Credit growth after a long gap grew in double digits to 10.65 per cent at Rs 80,96,727 crore in the fortnight ended December 22, 2017 due to the base effect, according to the RBI data.
Credit growth after a long gap grew in double digits to 10.65 per cent at Rs 80,96,727 crore in the fortnight ended December 22, 2017 due to the base effect, according to the RBI data. The advances had stood at Rs 73,17,391 crore in the fortnight ended December 23, 2016. “The credit growth is mainly because of the base effect. Due to the demonetisation last year, the base figures are getting revised and so that is where you are seeing the growth,” State Bank of India’s managing director (retail and digital banking) P K Gutpa said. He said there is a revival in demand for retail credit but corporate credit continues to be muted. “We are seeing revival of demand on the retail front. In December, we had record auto loans booked by us. Similarly, we saw a higher number of housing loans booked by us during the month,” Gupta said.
The recently released Financial Stability Report showed that the credit growth of scheduled commercial banks, on a y-o-y basis, increased from 4.4 per cent to 6.2 per cent between March and September 2017. The public sector banks’ credit growth increased from 0.7 per cent to 2.2 per cent during the same period reversing the declining trend observed during the past two years. The growth in credit in the reporting period was slightly higher than the previous fortnight ended December 8, 2017. In the previous fortnight, the banks’ advances had grown by 9.77 per cent to Rs 80,26,901 crore from Rs 73,12,107 crore in the year ago period.

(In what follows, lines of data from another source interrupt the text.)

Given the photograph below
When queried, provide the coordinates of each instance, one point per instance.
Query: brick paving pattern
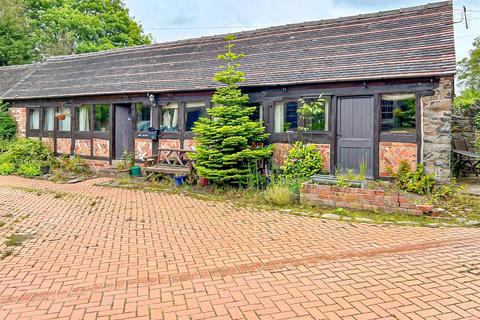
(103, 253)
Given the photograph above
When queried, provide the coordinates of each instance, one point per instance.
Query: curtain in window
(49, 118)
(64, 125)
(279, 120)
(34, 119)
(83, 118)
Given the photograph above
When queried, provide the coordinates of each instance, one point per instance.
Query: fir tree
(226, 154)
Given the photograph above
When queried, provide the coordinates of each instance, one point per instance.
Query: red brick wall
(360, 199)
(20, 116)
(391, 153)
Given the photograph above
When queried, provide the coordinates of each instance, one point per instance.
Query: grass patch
(16, 240)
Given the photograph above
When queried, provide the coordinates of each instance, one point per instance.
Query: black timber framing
(267, 96)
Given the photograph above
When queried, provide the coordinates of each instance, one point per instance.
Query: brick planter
(360, 199)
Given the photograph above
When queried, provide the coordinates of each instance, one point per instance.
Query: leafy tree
(16, 45)
(469, 78)
(226, 153)
(8, 127)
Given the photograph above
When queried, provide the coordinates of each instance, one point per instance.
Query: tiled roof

In the reporting fortnight, banks’ deposits had risen by 3.96 per cent to Rs 108,85,118 crore as against Rs 104,69,807 crore in the period ended December 23, 2016, the data showed. Deposits in the previous fortnight ended December 8, 2017 had grown by 3.32 per cent to Rs 109,01,613 crore as against Rs 105,50,392 crore in the period ended December 9, 2016. The FSR had said deposit growth of scheduled commercial banks, on a y-o-y basis, decelerated from 11.1 per cent to 7.8 per cent between March and September 2017. The decline in deposit growth is observed across all bank groups, the report said.